Omnitracs' Road Ahead blog

Predictive Analytics Will Be Critical to Beating the Driver Shortage

Lauren Domnick
Director of Analytics & Modeling

The number of people working in the U.S. trucking industry hit an all-time high in December: 1.47 million, according to the U.S. Department of Labor.

That’s impressive — and great for the industry — but in no way does it eliminate the intense, industry-wide concern about and focus on the enormous projected need for more drivers every year through at least 2030. 

About 70 percent of the nation’s domestic freight tonnage each year is carried at least part-way by trucks, and the volume of freight is expected to grow by at least 27 percent over the next 10 years.  So trucking will continue to grow as a jobs-producing segment of the U.S. economy for many years to come. 

The industry added about 1,400 jobs in December, according to the BLS’ newest report. That comes on the heels of upwardly revised reports that showed similarly strong job additions in the industry in November and October.

The 1.47 million total industry jobs figure as of December represents a 19.5 percent increase over the trucking industry’s total employment in March 2010, the industry’s job nadir following the economic downturn that began in late 2007.  The December jobs total for the industry is also 10,400 higher than the total reported for December 2015.

The multi-industry transportation and warehousing category tracked by the BLS reported the usual big jump in total employment in December as companies — particularly parcel service companies — staffed up for the holiday rush.  Trucking and warehousing added 14,700 jobs for the month, while support companies in the category added another 3,800. But for all of 2016, the transportation and warehousing category’s job growth slowed. It added 62,000 jobs in 2016 vs. 110,000 in 2015.

Recruiting and hiring pressures will continue

So what does all this mean for trucking firms, drivers, owner-operators and the companies that depend heavily on trucking?

The pressure to hire more workers — lots more — will continue for quite some time. And, as has been the case for many years now, drivers will continue to be in great demand because of a number of factors:

  • Annual turnover rates as high as 96 percent overall, and at least 81 percent in the long-haul heavy haulers sector
  • Slow-to-rise pay rates, the result of intense downward pressure on freight rates being exerted especially by high-volume shippers
  • Rising retirement rates among veteran drivers
  • Cultural changes that appear to have made truck driving a less desirable career path for workers in their 20s and 30s
  • Changes in the nature of driving jobs that, in the view of some, make the work more tedious and reduce the sense of freedom  some drivers historically have enjoyed in their jobs

Thus, trucking firms of all sizes likely will continue to spend a lot of effort and money on recruiting, training and retaining good workers, especially drivers.

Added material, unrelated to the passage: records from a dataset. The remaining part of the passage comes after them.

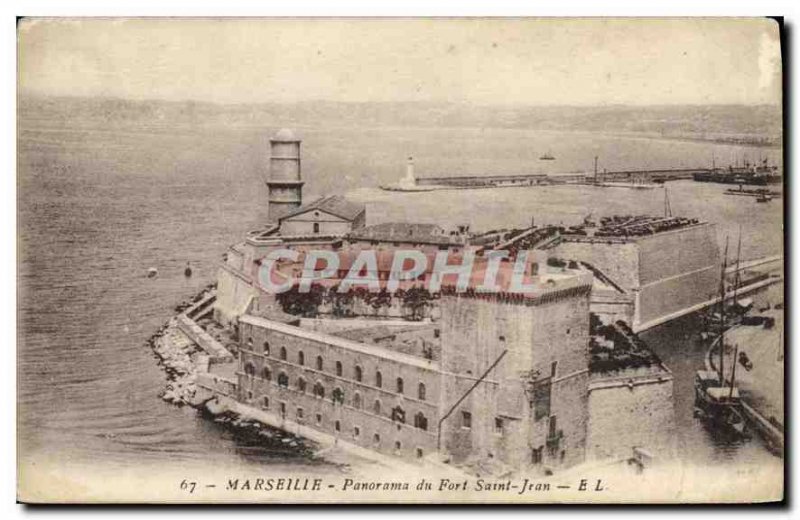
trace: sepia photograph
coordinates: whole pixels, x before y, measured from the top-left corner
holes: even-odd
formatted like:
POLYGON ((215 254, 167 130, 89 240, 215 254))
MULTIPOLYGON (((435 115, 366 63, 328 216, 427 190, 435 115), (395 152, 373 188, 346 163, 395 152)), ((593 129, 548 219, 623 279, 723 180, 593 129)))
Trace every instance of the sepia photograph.
POLYGON ((784 31, 20 17, 17 500, 784 501, 784 31))

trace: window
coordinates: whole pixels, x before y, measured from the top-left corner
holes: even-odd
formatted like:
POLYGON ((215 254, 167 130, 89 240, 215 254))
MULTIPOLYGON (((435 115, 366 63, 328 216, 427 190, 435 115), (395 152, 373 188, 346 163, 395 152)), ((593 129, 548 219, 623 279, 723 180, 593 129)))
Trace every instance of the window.
POLYGON ((381 375, 381 371, 378 370, 375 372, 375 386, 381 388, 383 386, 383 376, 381 375))
POLYGON ((281 417, 286 417, 286 403, 281 403, 281 417))
POLYGON ((261 406, 262 406, 263 408, 269 409, 269 397, 265 397, 265 398, 264 398, 264 402, 263 402, 263 403, 261 403, 261 406))
POLYGON ((321 413, 317 414, 317 424, 322 424, 322 414, 321 413))
POLYGON ((281 361, 286 361, 286 347, 281 347, 281 361))
POLYGON ((247 348, 253 350, 253 338, 247 338, 247 348))
POLYGON ((503 435, 503 419, 500 417, 494 418, 494 432, 503 435))
POLYGON ((551 415, 547 423, 547 436, 553 438, 556 436, 556 416, 551 415))
POLYGON ((247 399, 248 399, 248 400, 250 400, 250 399, 252 399, 252 398, 253 398, 253 392, 251 392, 250 390, 248 390, 248 391, 247 391, 247 399))
POLYGON ((469 412, 461 412, 461 427, 472 428, 472 414, 469 412))
POLYGON ((333 393, 331 393, 331 400, 334 403, 344 404, 344 390, 338 386, 334 388, 333 393))
POLYGON ((534 449, 531 448, 531 464, 541 464, 542 463, 542 451, 544 446, 539 446, 539 448, 534 449))
POLYGON ((268 366, 265 366, 261 370, 261 377, 264 381, 272 381, 272 370, 270 370, 268 366))
POLYGON ((550 364, 550 377, 555 378, 558 373, 558 361, 553 361, 550 364))
POLYGON ((298 419, 302 419, 303 418, 303 409, 302 408, 298 408, 297 409, 297 418, 298 419))
POLYGON ((317 356, 317 370, 322 371, 323 363, 322 356, 317 356))
POLYGON ((422 458, 422 455, 423 455, 423 453, 422 453, 422 448, 417 448, 417 458, 418 458, 418 459, 421 459, 421 458, 422 458))
POLYGON ((380 444, 381 444, 381 436, 379 434, 377 434, 377 433, 375 435, 373 435, 372 436, 372 443, 375 444, 376 448, 378 446, 380 446, 380 444))
POLYGON ((336 430, 337 432, 342 431, 342 423, 336 421, 335 423, 333 423, 333 429, 336 430))
POLYGON ((320 399, 325 397, 325 387, 322 386, 322 383, 319 381, 317 381, 317 383, 314 385, 314 396, 319 397, 320 399))
POLYGON ((353 408, 361 409, 361 394, 358 392, 353 395, 353 408))
POLYGON ((341 361, 337 361, 336 362, 336 375, 339 376, 339 377, 342 376, 342 362, 341 361))
POLYGON ((269 341, 264 342, 264 355, 269 356, 269 341))
POLYGON ((381 402, 379 399, 375 399, 375 404, 372 405, 372 411, 375 412, 375 415, 381 414, 381 402))
POLYGON ((353 427, 353 437, 357 438, 359 435, 361 435, 361 428, 359 428, 358 426, 354 426, 353 427))
POLYGON ((533 420, 538 421, 550 415, 550 378, 533 385, 533 420))
POLYGON ((286 372, 281 372, 278 374, 278 386, 282 388, 289 387, 289 376, 286 375, 286 372))
POLYGON ((398 377, 397 378, 397 393, 398 394, 402 394, 403 393, 403 378, 402 377, 398 377))
POLYGON ((392 408, 392 421, 399 422, 401 424, 406 423, 406 411, 403 410, 400 406, 395 406, 392 408))
POLYGON ((417 397, 419 397, 420 401, 425 400, 425 383, 420 383, 417 387, 417 397))
POLYGON ((306 380, 302 377, 297 378, 297 389, 301 392, 306 391, 306 380))
POLYGON ((306 355, 303 354, 303 351, 297 353, 297 364, 303 366, 306 364, 306 355))
POLYGON ((414 416, 414 428, 419 428, 420 430, 428 429, 428 419, 422 412, 417 412, 414 416))
POLYGON ((395 455, 399 455, 400 454, 400 449, 402 447, 403 447, 403 445, 400 443, 400 441, 394 441, 394 453, 395 453, 395 455))
POLYGON ((244 364, 244 373, 250 377, 254 376, 256 373, 256 366, 248 361, 244 364))
POLYGON ((361 382, 361 379, 362 379, 363 377, 364 377, 364 373, 362 372, 362 370, 361 370, 361 367, 360 367, 360 366, 358 366, 358 365, 356 365, 356 368, 355 368, 355 378, 356 378, 356 381, 358 381, 358 382, 360 383, 360 382, 361 382))
POLYGON ((319 233, 319 222, 314 222, 314 233, 319 233))
POLYGON ((433 337, 438 338, 442 335, 442 331, 440 329, 433 329, 433 337))

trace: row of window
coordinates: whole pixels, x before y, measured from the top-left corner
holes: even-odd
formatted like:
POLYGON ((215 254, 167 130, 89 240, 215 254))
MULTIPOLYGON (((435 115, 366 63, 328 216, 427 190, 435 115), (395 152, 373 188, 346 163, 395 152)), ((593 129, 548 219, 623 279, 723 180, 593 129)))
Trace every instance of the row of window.
MULTIPOLYGON (((244 366, 244 372, 249 377, 255 376, 255 366, 247 362, 244 366)), ((265 381, 272 381, 272 372, 270 371, 269 367, 264 367, 261 371, 261 377, 265 381)), ((278 386, 281 388, 289 388, 289 376, 286 372, 281 371, 277 377, 278 386)), ((299 392, 305 393, 308 390, 308 382, 303 377, 297 378, 296 388, 299 392)), ((325 386, 322 382, 317 381, 314 384, 311 392, 315 397, 324 399, 325 398, 325 386)), ((250 394, 250 398, 252 398, 252 393, 250 394)), ((344 404, 345 402, 345 392, 340 387, 336 387, 333 389, 331 393, 331 401, 337 404, 344 404)), ((353 400, 350 403, 353 408, 360 410, 363 406, 363 400, 361 398, 361 394, 355 392, 353 394, 353 400)), ((372 413, 375 415, 381 415, 383 405, 381 404, 380 399, 375 399, 374 403, 372 404, 372 413)), ((390 411, 390 417, 392 421, 398 422, 400 424, 405 424, 406 422, 406 412, 401 406, 395 406, 390 411)), ((422 430, 428 429, 428 419, 425 417, 425 414, 422 412, 417 413, 414 416, 414 427, 420 428, 422 430)))
MULTIPOLYGON (((252 398, 252 394, 250 394, 250 397, 252 398)), ((262 408, 264 408, 265 410, 269 410, 269 404, 270 404, 269 397, 264 397, 264 400, 262 401, 262 404, 261 404, 262 408)), ((281 414, 282 417, 286 417, 286 403, 284 403, 284 402, 280 403, 280 414, 281 414)), ((298 421, 303 421, 305 419, 305 413, 303 411, 303 408, 297 407, 297 410, 296 410, 295 414, 296 414, 295 416, 296 416, 298 421)), ((417 415, 421 415, 421 414, 417 414, 417 415)), ((322 426, 322 423, 323 423, 322 414, 319 414, 319 413, 316 414, 316 421, 317 421, 317 425, 322 426)), ((427 421, 425 422, 425 424, 427 426, 427 421)), ((339 421, 339 420, 334 421, 333 429, 336 430, 336 432, 341 432, 342 431, 342 423, 341 423, 341 421, 339 421)), ((353 438, 354 439, 359 439, 360 437, 361 437, 361 428, 358 427, 358 426, 353 426, 353 438)), ((372 443, 373 443, 373 445, 374 445, 374 447, 376 449, 380 448, 381 435, 379 433, 375 433, 372 436, 372 443)), ((403 444, 400 441, 395 441, 394 442, 395 453, 399 455, 400 454, 400 450, 402 450, 402 449, 403 449, 403 444)), ((422 451, 422 448, 417 448, 416 455, 417 455, 417 458, 419 458, 419 459, 421 459, 423 457, 424 453, 422 451)))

Several tactics are rather obvious:

  • Raise drivers’ pay rates and offer improved benefits
  • Provide more/better initial and recurring training, not only behind the wheel but on how to use the various new technologies being introduced into truck cabs related to navigation, truck systems monitoring, safety and load and customer management
  • Implement new planning systems that will help improve drivers’ lives by giving them better access to assignments they like and providing more (and higher quality) time at home

Using analytics in driver hiring and retention

Fortunately, trucking firms have a number of new tools available that can make all that driver hiring, training and retention work easier and more effective. A number of cost-effective, data-driven analytical technologies are now available to firms to help recruit better driver candidates who, typically, also prove to be more productive, safer, and happier long-term employees. 

Systems now exist that can enable firms to use the “big data” aggregated from their current workforce and compare it with the “small data” available during the application process to find patterns that indicate which applicants have the highest probability of being productive, safe, and tenured.

Predictive analytics can use your firm’s existing data to develop an effective model that provides insight into the attributes that make drivers successful. When evaluating a specific applicant such a model can be applied to show the likelihood of success before a firm makes a hire and invests money in training a new driver.

At the other end of the process, a firm’s ability to retain good drivers can be greatly improved by another use of predictive analytics. A Driver Retention Model program using data that many firms already have in their systems can reduce voluntary terminations, drivers who quit to take a driving job elsewhere or move into another line of work.  These models use payroll, operations, hours of service, routing, telematics, and many other data sources to understand an individual drivers’ family situations and lifestyles, including their physical well-being, to identify drivers most at risk of leaving the company. Such systems can even provide insight into how to resolve those issues that could push a driver into quitting, thereby improving the company’s chances of retaining them. So far such systems have been able to reduce driver turnover rates at companies where they are used by as much as 13 percent.

So, while improved employment numbers are never a bad thing, the trucking industry leaders shouldn’t take their eyes off the still-real need to recruit more drivers to the profession and retain the drivers who are already there. And they shouldn’t be afraid of new technologies that can make both of those processes easier for both the company and the driver.